Partnership started in Eden, and it got a big boost in the words of the wise man: "Two are better than one, because they have a good return for their work: if one falls down, his friend can help him. ... A cord of three strands cannot easily be broken" (Eccl. 4:9-12, NIV).
I belong to a partnership. It's 22 years old. From the time we were married, my wife and I have considered our lives as a sacred partnership for Christ's ministry. When children came along—four of them—each one became a full-fledged partner of this association. Together we have served; together we have suffered; together we have endured; together we have experienced love, faith, and hope. Our family is a partnership.

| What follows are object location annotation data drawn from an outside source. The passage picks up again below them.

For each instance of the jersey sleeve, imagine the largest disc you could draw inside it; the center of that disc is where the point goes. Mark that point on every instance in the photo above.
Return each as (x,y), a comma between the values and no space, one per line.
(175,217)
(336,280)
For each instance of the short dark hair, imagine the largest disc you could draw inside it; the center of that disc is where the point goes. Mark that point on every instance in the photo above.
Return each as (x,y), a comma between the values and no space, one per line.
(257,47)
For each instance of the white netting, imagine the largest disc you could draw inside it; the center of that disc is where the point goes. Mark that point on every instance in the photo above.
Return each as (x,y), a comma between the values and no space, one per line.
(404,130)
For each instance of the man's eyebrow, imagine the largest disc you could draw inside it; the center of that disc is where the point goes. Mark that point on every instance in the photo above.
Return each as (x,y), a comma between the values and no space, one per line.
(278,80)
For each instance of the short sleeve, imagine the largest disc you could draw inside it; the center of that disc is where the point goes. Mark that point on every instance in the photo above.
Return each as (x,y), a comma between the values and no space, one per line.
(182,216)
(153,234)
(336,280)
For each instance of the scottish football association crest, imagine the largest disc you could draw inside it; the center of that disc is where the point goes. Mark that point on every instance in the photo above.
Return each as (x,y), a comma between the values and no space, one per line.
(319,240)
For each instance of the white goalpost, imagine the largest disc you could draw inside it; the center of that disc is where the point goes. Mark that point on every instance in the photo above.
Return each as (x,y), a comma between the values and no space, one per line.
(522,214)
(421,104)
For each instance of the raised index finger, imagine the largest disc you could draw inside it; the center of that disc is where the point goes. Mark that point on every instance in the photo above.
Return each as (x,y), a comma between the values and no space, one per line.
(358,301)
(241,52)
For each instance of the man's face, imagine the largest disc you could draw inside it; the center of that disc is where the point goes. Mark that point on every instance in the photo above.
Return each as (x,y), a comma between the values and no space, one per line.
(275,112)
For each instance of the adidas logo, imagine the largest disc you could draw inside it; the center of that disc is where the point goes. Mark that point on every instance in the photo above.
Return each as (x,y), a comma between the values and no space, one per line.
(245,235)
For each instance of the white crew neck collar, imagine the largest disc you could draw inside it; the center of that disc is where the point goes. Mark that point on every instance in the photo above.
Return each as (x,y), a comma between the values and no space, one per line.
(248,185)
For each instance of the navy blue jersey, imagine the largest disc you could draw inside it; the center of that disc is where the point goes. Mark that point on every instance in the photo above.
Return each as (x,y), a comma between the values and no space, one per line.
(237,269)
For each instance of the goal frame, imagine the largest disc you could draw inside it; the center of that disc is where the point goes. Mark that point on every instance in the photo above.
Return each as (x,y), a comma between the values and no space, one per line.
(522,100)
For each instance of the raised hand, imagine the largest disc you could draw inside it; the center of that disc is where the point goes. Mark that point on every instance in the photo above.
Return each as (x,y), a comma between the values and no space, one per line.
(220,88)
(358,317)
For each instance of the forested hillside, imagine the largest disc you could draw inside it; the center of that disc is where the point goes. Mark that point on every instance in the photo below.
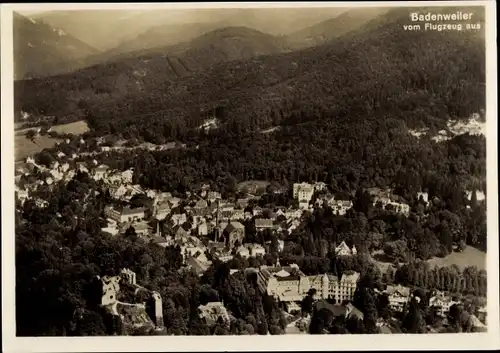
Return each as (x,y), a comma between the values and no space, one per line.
(385,69)
(325,31)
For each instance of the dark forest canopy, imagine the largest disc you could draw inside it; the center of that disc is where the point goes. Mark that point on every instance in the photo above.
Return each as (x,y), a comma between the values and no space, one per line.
(385,68)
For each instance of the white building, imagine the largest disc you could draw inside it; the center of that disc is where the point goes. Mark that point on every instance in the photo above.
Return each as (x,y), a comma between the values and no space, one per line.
(398,296)
(344,250)
(212,311)
(303,192)
(101,172)
(441,303)
(290,284)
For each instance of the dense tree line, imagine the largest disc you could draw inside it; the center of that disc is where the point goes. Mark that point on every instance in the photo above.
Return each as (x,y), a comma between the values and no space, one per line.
(59,257)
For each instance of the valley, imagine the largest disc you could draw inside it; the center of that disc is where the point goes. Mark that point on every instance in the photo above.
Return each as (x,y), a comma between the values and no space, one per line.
(246,177)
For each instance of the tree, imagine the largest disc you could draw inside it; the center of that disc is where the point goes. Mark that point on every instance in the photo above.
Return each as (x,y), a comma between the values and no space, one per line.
(30,135)
(414,321)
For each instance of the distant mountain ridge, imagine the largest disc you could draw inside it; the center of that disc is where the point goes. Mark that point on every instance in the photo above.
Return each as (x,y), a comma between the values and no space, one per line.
(40,50)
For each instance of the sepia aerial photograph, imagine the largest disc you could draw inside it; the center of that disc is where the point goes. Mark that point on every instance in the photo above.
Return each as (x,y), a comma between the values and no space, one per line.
(250,171)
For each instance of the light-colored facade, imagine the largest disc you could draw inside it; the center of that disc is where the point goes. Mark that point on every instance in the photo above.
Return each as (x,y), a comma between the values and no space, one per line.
(344,250)
(441,303)
(212,311)
(398,296)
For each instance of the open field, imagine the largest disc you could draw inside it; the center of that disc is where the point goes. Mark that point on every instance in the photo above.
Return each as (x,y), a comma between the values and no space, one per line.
(469,257)
(25,147)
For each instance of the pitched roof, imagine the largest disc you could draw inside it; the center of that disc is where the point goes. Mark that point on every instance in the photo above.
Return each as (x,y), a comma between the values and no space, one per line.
(234,226)
(404,291)
(263,222)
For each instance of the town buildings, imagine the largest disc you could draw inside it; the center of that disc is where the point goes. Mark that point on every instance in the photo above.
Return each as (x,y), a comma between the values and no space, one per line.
(288,283)
(441,303)
(303,193)
(398,296)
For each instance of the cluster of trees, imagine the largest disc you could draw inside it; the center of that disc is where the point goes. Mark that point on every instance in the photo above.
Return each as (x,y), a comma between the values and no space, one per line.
(339,78)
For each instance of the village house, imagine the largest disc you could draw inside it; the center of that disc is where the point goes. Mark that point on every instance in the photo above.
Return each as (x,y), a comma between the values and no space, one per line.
(101,172)
(387,201)
(178,219)
(242,203)
(111,228)
(212,312)
(202,229)
(142,229)
(281,244)
(257,211)
(340,207)
(303,192)
(125,214)
(398,297)
(198,264)
(344,250)
(127,176)
(174,201)
(243,252)
(263,223)
(424,197)
(320,186)
(292,225)
(222,254)
(118,192)
(22,195)
(213,196)
(134,314)
(236,215)
(255,250)
(347,311)
(82,167)
(161,211)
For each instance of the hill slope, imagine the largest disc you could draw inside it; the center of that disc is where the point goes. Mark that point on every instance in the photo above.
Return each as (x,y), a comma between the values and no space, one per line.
(382,68)
(40,50)
(325,31)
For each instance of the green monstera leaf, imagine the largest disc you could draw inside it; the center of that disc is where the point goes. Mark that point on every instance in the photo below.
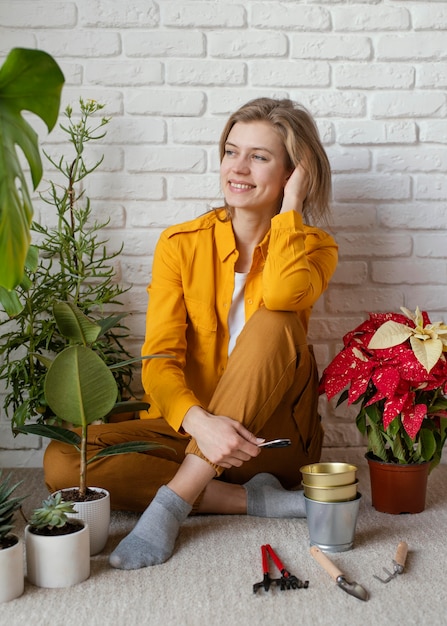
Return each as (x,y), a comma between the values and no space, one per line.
(30,80)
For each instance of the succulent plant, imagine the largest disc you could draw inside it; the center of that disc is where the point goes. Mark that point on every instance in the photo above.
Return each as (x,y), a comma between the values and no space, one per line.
(53,513)
(8,505)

Right now I am serving as the supervisor of 52 churches in one of the largest Seventh-day Adventist mission districts in the Philippines. Needless to say, I find myself very busy, and at times travel and scheduling restrictions do pose embarrassments, particularly in the church in which I am the pastor. On such occasions my family partners come to my rescue in sharing the Word, arranging for a service, taking a Bible study, or meeting a visitation appointment.
Training our children for such emergencies did not happen overnight; it is a product of years of teaching at home. While our children were still in the elementary grades, we taught them simple ways to give a Bible study. In the process they have learned to love the Word as well as share their faith. Once I had to leave town on an emergency. This interrupted a series of Bible studies I was having with a business executive. Her interest in truth was at its peak, and I did not wish to have a break at that moment. I asked the lady if my children could substitute for me while I was out of town. My 12- and 14-year-old children studied the Bible with her, and led her to accept the Lord and commit herself to baptism. By allowing diem to be partners in God's service I not only made my children feel important, but I was also able to tap their potential to the fullest. A satisfying by-product: my children never complain that I don't spend enough time with them.
Part of my work involves caring for legal activities of the church. In my district only 10 percent of mission property is titled, many properties have no documents at all, and litigation against the church is a constant problem. Even in such mundane matters where only the strict application of the law may prevail, family partners can be a source of support and strength. Once a prominent citizen filed a lawsuit against one of our church-affiliated academies on the ground that he had the legal title to the land. Our position seemed weak. He had the law on his side. What should we do? At my children's urging, we made this case a matter of family prayer and intercession. There may be some weakness in the land title, but the strength and the purpose of the work that the church was engaged in for thousands of young people were beyond dispute. Was it possible for God to intervene in the case and plead with the complainant? Why not? As a family we prayed. We studied God's Word earnestly and prayed for His will to be revealed. Before long, the one who was thought an impossible complainant proposed an amicable settlement allowing the academy to continue its work. What's more, we saw an open door for gospel witness.
Family togetherness in study and prayer in this case taught me an important lesson: nothing is impossible for God, when we approach Him in prayer. The spiritual highway still remains an effective means to achieve the best in human relations. Prayer, particularly combined collective prayer of the faithful, can soften hearts, untangle difficulties, and achieve the unimaginable. Without family worship and prayer, our family could not have survived this long. The closeness to God, the closeness to one another, that comes from the power of the bended knee work wonders. Our family has made it a practice to pray with out ceasing; in times of trouble, whisper a prayer; in times of joy, send up a praise.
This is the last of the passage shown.